Test spacecraft piloting skills – in Antarctica
ESA is looking for a medical doctor to spend a year at the remote Concordia Antarctic station. Like a martian outpost can be imagined, you will be away for over a year and cut off from the rest of the world, living and working with 15 colleagues to conduct science in preparation for missions to the Red Planet.
Temperatures can drop to –80°C, and the Sun disappears completely for four months at the French-Italian base in winter. Concordia sits on white Antarctic plateaus at 3200 m above sea-level, so its already extreme environment is compounded by a reduced air-pressure – even more for its inhabitants to deal with.
The base is run by French and Italian Antarctic organisations and the multinational crew work to maintain the polar outpost and conduct climate science. The ESA-sponsored medical doctor’s tasks are to run ESA-selected experiments, studying how the crew adapts to living in such challenging, but often beautiful, environments.
Keeping the skills alive
Astronauts on long missions in space need to pilot their spacecraft and conduct complex operations months or even years after their training on Earth. On the International Space Station, astronauts periodically take refresher courses for critical tasks such as berthing cargo spacecraft.
For astronauts returning from Mars, mission designers need to know that they will be able to perform after months of isolation and stressful exploration. The Simskill experiment needs a spacecraft simulator to be shipped down to Antarctica to see how the Concordia crew will cope over the course of their stay.
After training for spacecraft piloting, the test subjects will do simulations on a variety of common Soyuz spacecraft tasks such as docking and rendezvous.
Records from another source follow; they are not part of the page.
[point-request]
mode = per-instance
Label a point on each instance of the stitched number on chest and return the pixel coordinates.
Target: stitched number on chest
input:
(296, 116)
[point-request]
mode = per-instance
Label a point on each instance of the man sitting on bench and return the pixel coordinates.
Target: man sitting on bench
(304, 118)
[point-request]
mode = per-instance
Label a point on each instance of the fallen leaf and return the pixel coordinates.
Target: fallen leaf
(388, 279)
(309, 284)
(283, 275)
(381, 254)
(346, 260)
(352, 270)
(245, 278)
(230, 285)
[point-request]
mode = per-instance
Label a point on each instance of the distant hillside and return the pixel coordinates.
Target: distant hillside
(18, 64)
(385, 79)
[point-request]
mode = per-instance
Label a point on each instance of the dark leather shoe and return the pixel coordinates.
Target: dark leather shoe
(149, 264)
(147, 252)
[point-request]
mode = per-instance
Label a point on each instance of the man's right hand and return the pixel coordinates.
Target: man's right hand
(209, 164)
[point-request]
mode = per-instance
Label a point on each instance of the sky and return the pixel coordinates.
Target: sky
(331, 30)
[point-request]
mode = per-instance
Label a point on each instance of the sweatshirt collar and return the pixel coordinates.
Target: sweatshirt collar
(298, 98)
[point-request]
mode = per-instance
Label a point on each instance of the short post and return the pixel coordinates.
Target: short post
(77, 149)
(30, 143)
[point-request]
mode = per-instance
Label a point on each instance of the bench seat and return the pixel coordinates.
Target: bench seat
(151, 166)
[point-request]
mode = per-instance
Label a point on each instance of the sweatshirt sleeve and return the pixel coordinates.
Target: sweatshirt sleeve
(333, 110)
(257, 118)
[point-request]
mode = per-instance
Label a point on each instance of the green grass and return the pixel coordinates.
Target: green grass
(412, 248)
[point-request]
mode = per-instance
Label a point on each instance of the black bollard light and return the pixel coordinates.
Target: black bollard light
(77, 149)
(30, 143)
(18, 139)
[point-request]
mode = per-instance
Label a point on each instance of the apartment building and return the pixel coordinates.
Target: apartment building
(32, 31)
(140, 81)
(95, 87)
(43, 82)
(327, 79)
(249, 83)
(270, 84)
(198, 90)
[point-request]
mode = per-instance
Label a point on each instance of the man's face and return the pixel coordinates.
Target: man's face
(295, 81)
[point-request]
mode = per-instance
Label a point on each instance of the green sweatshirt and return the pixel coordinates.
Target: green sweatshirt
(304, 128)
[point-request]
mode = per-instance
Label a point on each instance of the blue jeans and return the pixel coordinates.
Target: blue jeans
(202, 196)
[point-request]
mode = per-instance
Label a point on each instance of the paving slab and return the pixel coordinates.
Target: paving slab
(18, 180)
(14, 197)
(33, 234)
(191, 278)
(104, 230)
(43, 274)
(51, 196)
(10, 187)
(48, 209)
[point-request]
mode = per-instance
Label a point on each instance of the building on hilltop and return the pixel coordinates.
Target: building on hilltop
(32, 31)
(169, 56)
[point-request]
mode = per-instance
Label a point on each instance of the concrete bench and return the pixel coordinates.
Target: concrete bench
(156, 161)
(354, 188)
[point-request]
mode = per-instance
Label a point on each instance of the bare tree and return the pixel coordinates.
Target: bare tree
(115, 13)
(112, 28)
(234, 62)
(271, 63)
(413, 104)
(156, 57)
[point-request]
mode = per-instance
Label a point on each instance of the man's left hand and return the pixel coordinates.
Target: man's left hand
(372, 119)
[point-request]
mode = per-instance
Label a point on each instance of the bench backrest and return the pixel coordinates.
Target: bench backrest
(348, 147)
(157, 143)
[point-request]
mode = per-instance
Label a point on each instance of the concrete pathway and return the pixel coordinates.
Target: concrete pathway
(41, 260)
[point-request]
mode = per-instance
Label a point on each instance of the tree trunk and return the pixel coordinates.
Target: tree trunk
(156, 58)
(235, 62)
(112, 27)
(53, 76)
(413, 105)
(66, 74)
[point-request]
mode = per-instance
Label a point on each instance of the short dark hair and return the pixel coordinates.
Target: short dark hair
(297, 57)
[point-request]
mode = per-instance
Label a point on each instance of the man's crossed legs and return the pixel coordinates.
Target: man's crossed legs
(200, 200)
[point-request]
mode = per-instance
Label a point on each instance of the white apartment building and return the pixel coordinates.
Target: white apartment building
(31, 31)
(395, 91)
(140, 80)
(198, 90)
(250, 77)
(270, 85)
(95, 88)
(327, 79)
Their results will be recorded together with psychological and physiological data, such as the pilot’s heartbeat. The same study will be performed as a control in Stuttgart, Germany, and on the British Antarctic Survey station Halley VI.
In space and on Earth
Another planned experiment will look closely at how our immune system responds to the isolation at Concordia. Blood, urine and saliva samples will be collected and compared to stress test results to understand how stress influences our immune system. This research is also being done on the International Space Station to understand what factors are causing astronauts immune systems to behave as they do.
Further experiments include looking at how special lights could help keep a normal sleep pattern during the dark winter months. Others are checking bone health and monitoring how the crew interact and form groups during the isolation through activity monitors and games that test teamwork.
Does taking part in research that is paving the way for space exploration, while living in one of the most secluded places on Earth for a year, appeal to you? Anyone from an ESA Member State with a medical degree can apply before the 1 April deadline.